Bandung, 30 November 2016
Angin berhembus mengiringi rintik hujan yang berjatuhan. Untuk kesekian kalinya, hujan kembali turun di langit senja. Banyak orang berbondong-bondong menyelamatkan diri, dari terpaan hujan yang seakan menjadi ancaman.
Lain halnya dengan Adyra Febiana. Gadis penggemar hot chocolate yang suka menikmati sejuknya udara hujan. Menurutnya, hujan adalah kehidupan. Setiap tetes air hujan, membawa udara dingin yang menyejukkan. Gemericik yang terdengar samar, membuat suasana jadi tenang.
Dingin.
Gadis itu sedikit menarik lengan peach sweater miliknya, hingga menutupi sebagian dari telapak tangannya. Secangkir hot chocolate menemaninya menikmati hujan di Kota Bandung. Ini pertama kalinya dia menginjakkan kaki di kota kembang ini.

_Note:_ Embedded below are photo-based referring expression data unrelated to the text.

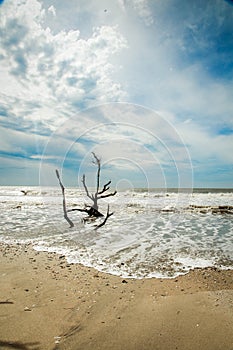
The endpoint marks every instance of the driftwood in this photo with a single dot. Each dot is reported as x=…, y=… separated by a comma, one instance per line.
x=92, y=210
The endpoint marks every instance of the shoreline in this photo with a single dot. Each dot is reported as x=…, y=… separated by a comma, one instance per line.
x=47, y=303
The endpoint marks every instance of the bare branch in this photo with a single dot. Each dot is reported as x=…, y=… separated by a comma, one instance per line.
x=91, y=211
x=105, y=220
x=64, y=201
x=108, y=195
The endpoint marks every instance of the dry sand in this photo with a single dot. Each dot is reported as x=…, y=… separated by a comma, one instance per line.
x=46, y=303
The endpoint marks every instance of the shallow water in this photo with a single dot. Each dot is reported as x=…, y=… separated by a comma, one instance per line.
x=150, y=234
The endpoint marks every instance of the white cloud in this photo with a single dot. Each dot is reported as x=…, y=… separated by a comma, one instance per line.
x=61, y=71
x=52, y=10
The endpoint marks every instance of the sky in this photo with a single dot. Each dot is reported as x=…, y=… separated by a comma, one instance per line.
x=147, y=85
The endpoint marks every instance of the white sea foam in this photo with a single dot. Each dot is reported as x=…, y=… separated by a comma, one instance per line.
x=150, y=234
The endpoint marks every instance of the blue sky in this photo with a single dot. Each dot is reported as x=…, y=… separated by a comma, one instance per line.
x=147, y=85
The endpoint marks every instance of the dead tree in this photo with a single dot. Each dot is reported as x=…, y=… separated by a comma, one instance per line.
x=92, y=210
x=99, y=194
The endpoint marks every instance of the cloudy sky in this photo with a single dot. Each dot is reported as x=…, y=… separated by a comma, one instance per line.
x=145, y=84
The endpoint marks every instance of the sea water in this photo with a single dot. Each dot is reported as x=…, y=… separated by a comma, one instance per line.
x=153, y=233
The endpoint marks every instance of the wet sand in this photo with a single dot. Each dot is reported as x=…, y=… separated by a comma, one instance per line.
x=46, y=303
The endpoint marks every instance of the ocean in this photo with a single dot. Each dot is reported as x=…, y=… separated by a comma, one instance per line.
x=153, y=233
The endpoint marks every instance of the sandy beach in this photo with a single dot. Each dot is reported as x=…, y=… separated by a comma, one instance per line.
x=46, y=303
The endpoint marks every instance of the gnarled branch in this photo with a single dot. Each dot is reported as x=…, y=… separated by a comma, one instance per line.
x=106, y=218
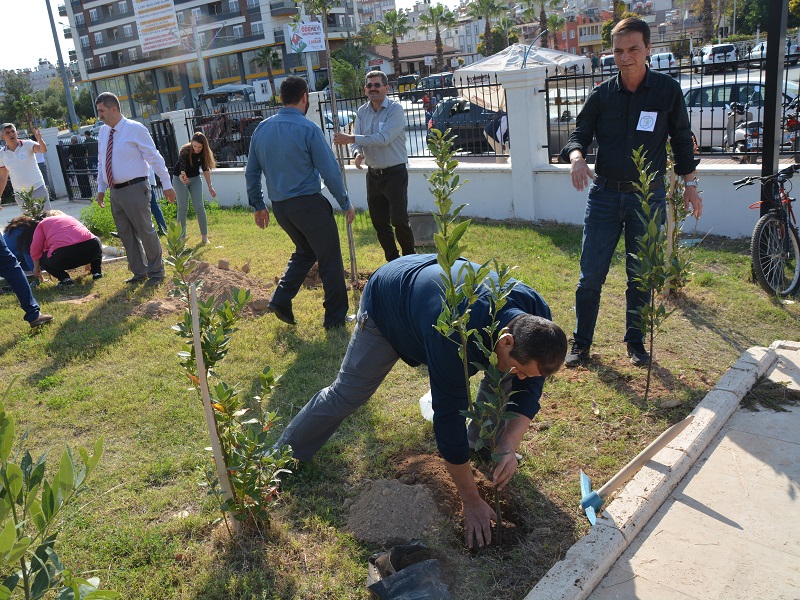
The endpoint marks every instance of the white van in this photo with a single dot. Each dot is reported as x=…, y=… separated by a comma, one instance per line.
x=708, y=106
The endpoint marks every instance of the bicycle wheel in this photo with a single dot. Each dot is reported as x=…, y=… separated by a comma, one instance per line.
x=775, y=253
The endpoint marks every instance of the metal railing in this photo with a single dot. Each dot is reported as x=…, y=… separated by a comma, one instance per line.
x=708, y=93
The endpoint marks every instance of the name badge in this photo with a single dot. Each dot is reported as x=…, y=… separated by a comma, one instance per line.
x=647, y=121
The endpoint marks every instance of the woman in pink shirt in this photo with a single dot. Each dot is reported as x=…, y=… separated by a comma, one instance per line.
x=61, y=242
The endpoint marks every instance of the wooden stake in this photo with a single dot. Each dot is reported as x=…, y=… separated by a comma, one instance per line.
x=211, y=421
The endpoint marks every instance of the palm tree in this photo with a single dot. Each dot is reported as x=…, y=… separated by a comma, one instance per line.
x=438, y=17
x=394, y=24
x=269, y=57
x=554, y=23
x=486, y=9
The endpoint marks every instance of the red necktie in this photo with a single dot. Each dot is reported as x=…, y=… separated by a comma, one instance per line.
x=109, y=150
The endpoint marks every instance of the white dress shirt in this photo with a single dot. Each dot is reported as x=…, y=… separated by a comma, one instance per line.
x=132, y=151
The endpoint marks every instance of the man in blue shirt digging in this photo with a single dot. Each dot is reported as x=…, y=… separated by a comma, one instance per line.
x=292, y=154
x=399, y=308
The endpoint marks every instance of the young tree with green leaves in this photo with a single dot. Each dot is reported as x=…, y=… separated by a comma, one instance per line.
x=486, y=10
x=269, y=57
x=437, y=18
x=394, y=24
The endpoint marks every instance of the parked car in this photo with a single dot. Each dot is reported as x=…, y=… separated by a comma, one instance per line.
x=707, y=105
x=608, y=66
x=758, y=54
x=466, y=122
x=664, y=61
x=439, y=85
x=716, y=56
x=405, y=83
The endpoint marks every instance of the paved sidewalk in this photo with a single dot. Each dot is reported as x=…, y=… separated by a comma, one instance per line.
x=727, y=527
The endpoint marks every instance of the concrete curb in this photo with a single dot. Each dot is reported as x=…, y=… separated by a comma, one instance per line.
x=588, y=561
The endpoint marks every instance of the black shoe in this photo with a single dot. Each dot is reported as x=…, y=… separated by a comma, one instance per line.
x=284, y=313
x=578, y=355
x=639, y=356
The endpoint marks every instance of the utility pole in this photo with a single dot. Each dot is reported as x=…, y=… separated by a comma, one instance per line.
x=74, y=122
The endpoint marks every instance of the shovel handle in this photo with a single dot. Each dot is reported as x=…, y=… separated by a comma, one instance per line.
x=645, y=455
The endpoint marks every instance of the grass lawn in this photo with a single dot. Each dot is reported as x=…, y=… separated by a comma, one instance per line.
x=146, y=528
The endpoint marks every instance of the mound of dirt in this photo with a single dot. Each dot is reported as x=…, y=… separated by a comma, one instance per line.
x=388, y=512
x=215, y=282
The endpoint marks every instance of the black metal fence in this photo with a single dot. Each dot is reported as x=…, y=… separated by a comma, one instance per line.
x=465, y=110
x=720, y=129
x=229, y=129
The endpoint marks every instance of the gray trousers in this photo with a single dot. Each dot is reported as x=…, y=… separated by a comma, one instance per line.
x=130, y=207
x=182, y=191
x=39, y=193
x=366, y=364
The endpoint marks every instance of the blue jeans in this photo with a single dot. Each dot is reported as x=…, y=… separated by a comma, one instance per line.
x=13, y=274
x=608, y=214
x=156, y=210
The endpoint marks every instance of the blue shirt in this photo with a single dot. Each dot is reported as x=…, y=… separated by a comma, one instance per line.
x=404, y=298
x=292, y=154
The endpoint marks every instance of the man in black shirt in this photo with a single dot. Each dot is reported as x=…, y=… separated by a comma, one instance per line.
x=637, y=107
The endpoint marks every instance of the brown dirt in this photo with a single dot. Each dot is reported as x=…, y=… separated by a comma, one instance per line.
x=217, y=282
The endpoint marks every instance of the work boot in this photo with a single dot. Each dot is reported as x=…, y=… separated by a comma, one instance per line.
x=578, y=355
x=639, y=356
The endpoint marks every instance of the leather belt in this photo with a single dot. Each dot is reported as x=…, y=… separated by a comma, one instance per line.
x=129, y=182
x=387, y=170
x=625, y=186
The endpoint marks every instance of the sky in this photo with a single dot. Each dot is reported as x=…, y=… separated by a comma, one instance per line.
x=29, y=21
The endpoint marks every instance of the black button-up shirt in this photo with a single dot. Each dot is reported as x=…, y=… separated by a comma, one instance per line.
x=621, y=120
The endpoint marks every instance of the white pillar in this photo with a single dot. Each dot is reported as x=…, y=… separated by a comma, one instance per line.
x=50, y=137
x=527, y=121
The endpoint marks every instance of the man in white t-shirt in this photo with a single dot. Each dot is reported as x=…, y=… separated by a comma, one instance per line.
x=17, y=160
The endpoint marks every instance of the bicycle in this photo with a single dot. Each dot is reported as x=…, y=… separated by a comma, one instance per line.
x=775, y=245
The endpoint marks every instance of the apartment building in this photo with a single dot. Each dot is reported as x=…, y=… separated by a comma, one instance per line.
x=114, y=52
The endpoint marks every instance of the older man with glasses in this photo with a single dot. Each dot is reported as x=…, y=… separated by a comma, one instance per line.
x=379, y=139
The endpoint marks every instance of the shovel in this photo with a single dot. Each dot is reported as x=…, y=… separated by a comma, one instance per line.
x=591, y=501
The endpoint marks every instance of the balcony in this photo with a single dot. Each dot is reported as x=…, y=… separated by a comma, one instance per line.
x=282, y=8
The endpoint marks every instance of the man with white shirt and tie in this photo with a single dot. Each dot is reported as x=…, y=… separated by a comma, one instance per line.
x=125, y=148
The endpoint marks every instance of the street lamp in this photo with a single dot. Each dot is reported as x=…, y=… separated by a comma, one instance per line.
x=73, y=118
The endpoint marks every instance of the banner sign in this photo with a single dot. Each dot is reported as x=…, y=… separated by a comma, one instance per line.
x=157, y=24
x=304, y=37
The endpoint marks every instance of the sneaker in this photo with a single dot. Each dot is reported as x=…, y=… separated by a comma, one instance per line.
x=639, y=356
x=578, y=355
x=41, y=320
x=284, y=313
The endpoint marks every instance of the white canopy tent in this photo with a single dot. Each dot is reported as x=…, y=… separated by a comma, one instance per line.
x=484, y=71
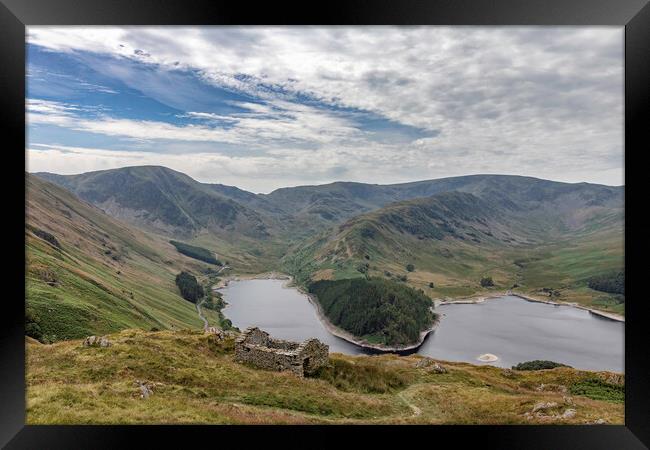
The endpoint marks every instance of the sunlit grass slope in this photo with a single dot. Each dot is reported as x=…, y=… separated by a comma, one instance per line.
x=195, y=380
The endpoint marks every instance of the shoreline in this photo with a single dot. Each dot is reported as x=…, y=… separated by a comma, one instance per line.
x=329, y=326
x=483, y=298
x=359, y=342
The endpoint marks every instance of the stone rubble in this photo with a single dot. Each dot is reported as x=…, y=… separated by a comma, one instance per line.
x=258, y=349
x=95, y=341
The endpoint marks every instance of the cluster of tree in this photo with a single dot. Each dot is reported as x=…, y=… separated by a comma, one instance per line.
x=213, y=300
x=538, y=364
x=376, y=308
x=190, y=289
x=200, y=253
x=613, y=283
x=487, y=282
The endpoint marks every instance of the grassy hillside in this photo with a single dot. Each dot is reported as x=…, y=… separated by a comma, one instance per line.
x=195, y=380
x=452, y=240
x=102, y=276
x=539, y=236
x=164, y=200
x=378, y=310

14 Februari 2014 (Adyra's Birthday)
Gadis itu menatap sendu selembar foto kusut yang menampilkan potret dirinya dengan seorang wanita yang tengah memeluknya dengan senyum yang tak pernah hilang membingkai wajah cantiknya. Di balik foto itu tertera nama dirinya yang dibubuhi lengkap dengan hari kelahirannya, karena foto itu diambil saat Adyra berulang tahun di usia 14 tahun. Setitik cairan bening mengalir sekilas dari sudut matanya. Entah sudah berapa kali dia menangis setiap melihat foto itu. Dia tahu, walau dia menangis untuk ribuan kalipun, mamanya takkan pernah bisa kembali. Takkan pernah bisa merengkuhnya lagi. Dan takkan mungkin bisa merasakan jari tangan yang menghapus air matanya saat dia menangis seperti sekarang.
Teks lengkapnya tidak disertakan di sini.